I was getting tearful, and had to stand up and walk about again. ‘And there’s another thing. All these injections she’s having. Dozens of them, daily. And now we’ve started paraldehyde. It’s mind-bending, Matron. It replaces one madness with another, different sort of madness.’

I walked the length of the room and back, then sat down.

And there is another thing that worries me, Matron. All this business about “she must have”. It is written in her notes. “If drugs are refused, to be injected.” And we, the nurses, have to inject them. It seems wrong.’

A nurse must obey medical orders.’

‘She does refuse drugs, all the time, so we hold her down and inject them. Isn’t that assault? And who commits the assault? The doctor who orders it, or the nurse who does it?’

‘I cannot answer these questions. Perhaps a lawyer could, but I doubt it. If life-saving drugs are to be given, they must be given, and any court of law would uphold the medical necessity to save life.’

‘Well, I don’t agree with the law!’

‘Nurse, you are young and passionate. You are trying to understand a subject too deep for understanding. Death used to be as you have described it – your grandmother had a heart attack and just died in her husband’s arms. That is how it used to be for the vast majority, but not any more. Medical science has found hundreds of death-defying tactics, and, as this century unfolds, thousands more will be available to us. We do not know where it will end. Perhaps we will come to a point when human beings are unable to die.’

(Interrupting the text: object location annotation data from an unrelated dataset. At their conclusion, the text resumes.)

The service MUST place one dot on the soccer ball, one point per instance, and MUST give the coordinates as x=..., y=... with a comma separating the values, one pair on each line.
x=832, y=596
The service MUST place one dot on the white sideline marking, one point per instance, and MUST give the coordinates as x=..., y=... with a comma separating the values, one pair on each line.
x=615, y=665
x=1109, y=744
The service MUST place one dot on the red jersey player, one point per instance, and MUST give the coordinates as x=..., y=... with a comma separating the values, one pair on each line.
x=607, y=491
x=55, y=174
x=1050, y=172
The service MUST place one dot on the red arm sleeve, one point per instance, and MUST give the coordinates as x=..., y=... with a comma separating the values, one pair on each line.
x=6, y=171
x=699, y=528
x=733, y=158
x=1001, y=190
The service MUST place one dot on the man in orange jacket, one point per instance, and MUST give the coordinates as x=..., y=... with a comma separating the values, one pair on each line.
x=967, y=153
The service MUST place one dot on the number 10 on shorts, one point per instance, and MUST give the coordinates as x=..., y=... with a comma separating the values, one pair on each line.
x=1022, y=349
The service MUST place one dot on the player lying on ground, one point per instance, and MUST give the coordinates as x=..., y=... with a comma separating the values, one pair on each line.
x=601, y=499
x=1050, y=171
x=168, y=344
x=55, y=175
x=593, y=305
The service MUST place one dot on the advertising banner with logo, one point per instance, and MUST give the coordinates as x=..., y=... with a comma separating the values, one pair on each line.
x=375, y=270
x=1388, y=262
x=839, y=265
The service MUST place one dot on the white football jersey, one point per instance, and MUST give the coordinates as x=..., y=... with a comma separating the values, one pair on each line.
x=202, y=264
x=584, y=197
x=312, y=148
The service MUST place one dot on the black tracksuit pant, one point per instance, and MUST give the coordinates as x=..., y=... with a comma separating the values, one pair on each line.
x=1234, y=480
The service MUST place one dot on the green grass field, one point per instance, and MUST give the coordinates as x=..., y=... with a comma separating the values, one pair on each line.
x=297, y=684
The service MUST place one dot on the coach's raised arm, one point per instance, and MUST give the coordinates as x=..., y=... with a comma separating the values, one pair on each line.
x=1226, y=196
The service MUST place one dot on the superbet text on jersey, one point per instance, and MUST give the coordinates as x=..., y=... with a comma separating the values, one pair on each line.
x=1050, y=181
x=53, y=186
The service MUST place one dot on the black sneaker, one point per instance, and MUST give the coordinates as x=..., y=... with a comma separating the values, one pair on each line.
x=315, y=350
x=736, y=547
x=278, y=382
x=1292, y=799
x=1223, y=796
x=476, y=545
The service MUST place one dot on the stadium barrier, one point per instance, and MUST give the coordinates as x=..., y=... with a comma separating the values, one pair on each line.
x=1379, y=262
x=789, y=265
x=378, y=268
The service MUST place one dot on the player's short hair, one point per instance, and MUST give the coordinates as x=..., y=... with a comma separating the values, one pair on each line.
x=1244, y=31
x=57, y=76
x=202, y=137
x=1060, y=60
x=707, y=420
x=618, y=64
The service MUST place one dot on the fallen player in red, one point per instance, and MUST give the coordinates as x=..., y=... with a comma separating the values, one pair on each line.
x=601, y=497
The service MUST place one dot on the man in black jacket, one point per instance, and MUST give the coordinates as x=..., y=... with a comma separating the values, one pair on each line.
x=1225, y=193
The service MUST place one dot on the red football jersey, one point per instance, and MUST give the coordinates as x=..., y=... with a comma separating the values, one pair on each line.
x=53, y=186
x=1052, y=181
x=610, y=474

‘That is a frightening thought, Matron.’

‘Yes, it is.’ Matron stood up, all four feet eleven inches of her, indicating that the interview was over.

‘I advise you, Nurse, not to talk too freely with other people on this subject. You will not be understood. In fact you may be positively misunderstood. All sorts of sinister interpretations could be drawn from your remarks. It is a dangerous subject.’

MUNABLE TO DIE

Hospitals in the early in 1950s were small, enclosed worlds, especially for nurses. We lived communally in the nurses’ home, and all our meals were taken together. Consequently, we exchanged news of hospital life all the time, so whilst I did not directly look after Mrs Ratski after the first five or six weeks, I was able to keep up with her progress, and made a point of doing so.

Mrs Ratski recovered sufficiently to go to the convalescent home attached to the hospital. It was a lovely house, with gardens sloping down to the Thames, which she seemed to enjoy.

The nursing staff tried to teach her how to manage her colostomy, but she did not understand, and seemed incapable of learning. She just muttered to herself, and poked it (the gut has no nerve endings, so can be touched without causing pain). She seemed intrigued, but quite incapable of understanding how to cope with it. After three weeks in the convalescent home, it was decided that she could return home under the care of a district nurse.

A hospital car brought Mrs Ratski home. Her daughter-in-law, Karen, watched with dismay as the driver helped the old lady out of the car, up the garden path and into the sitting room. She went straight to the sofa, muttering to herself, and pulling her shawls round her shoulders.